Unrestricted Movement in the EU for Employment:
- As a Czech citizen, you are allowed to move around freely within the EU for work.
- This means you can accept a job offer in Germany without having to get a work permit or visa.
- Besides this, following a new EU regulation in 2013, you no longer require a residence permit to live in Germany.
Important: However, you are still required to register and confirm your address at the immigration department of the local registration office „Einwohnermeldeamt“ no later than one week on moving to Germany.
Good News for EU employees – The 2013 Annulation of Residence Permit Rule in EU countries:
Thanks to the new EU regulation in 2013, you no longer require a a residence permit called a „Aufentshaltserlaubnis“ or a document stating your freedom of movement called a „Freizügigkeitsbescheinigung“ to live and take up employment in Germany or elsewhere in the EU.
This is a worker friendly change to EU law and will make it easier for Czech nationals to work and live in Germany.
Your German employer will need to have a copy of the following documents, in case he is asked any questions by the local authorities:
- Copy of your passport
- 1 current biometic passport photo
- Confirmation of Employment Letter (The authorities usually want to see this as assurance that your earnings cover your living costs.)
- Education and Training Certificates
What you have to do – Registering on Arrival in Germany:
You need to go to the „Ausländeramt“ (Immigration Registration Office) at the „Einwohnermeldeamt“ (Local Registration Office) and confirm that you are living at your new address.

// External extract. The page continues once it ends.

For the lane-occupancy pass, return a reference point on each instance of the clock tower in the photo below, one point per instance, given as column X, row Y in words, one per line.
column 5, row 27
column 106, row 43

You will have to take a ticket and wait in line for this service.
In Germany, there are sometimes different departments and office buildings for this registration service. You will have to check for the exact address and opening hours of these offices in your city.
Tax, Health Insurance and Pension Obligations for Working in Germany:
Tax Income Card - „Lohnsteuerkarte“: Your German employer will tell you what you need to get your Tax Income Card - „Lohnsteuerkarte“:
Go to the „Ausländeramt“ (Immigration Registration Office), show them proof of employment and you will receive your tax income card. In Germany, income tax is paid every month. It is automatically deducted from your gross salary and the percentage you pay depends on how much you earn.
Health Insurance – „Gesetzliche Krankenversicherung“: By law in Germany, everyone working must have health insurance. It is linked to your salary. The current rate is 14,9% of your monthly salary, which gets taken from your pay and passed on to your health insurance scheme. Your employer pays half and you pay the other half.
Public health insurance company schemes are the most popular. These tend to have more competitive rates than private insurance companies. You can choose which insurance company you would like to join.
Statutory Pension Scheme - „Gesetzliche Rentenversicherung“: Every worker has to pay into the National Pension Scheme. This is 19,9% of your gross salary. Your company pays half the amount and you pay the other half. It is subtracted from your monthly pay.
Germany as a Place of Work for Czech nationals:
- Germans are very friendly and eager to help their foreign colleagues in adapting to life in Germany. They will very often organise social events in the evening or take you out to show you around.
- There are currently approximately 38,000 Czech citizens living in Germany. They are considered very much a part of multicultural German society.
- Czech speciality dishes such as dumplings as well as other potato dishes are very popular in Germany.
- Travelling back to the Czech Republic for your holidays is an easy option.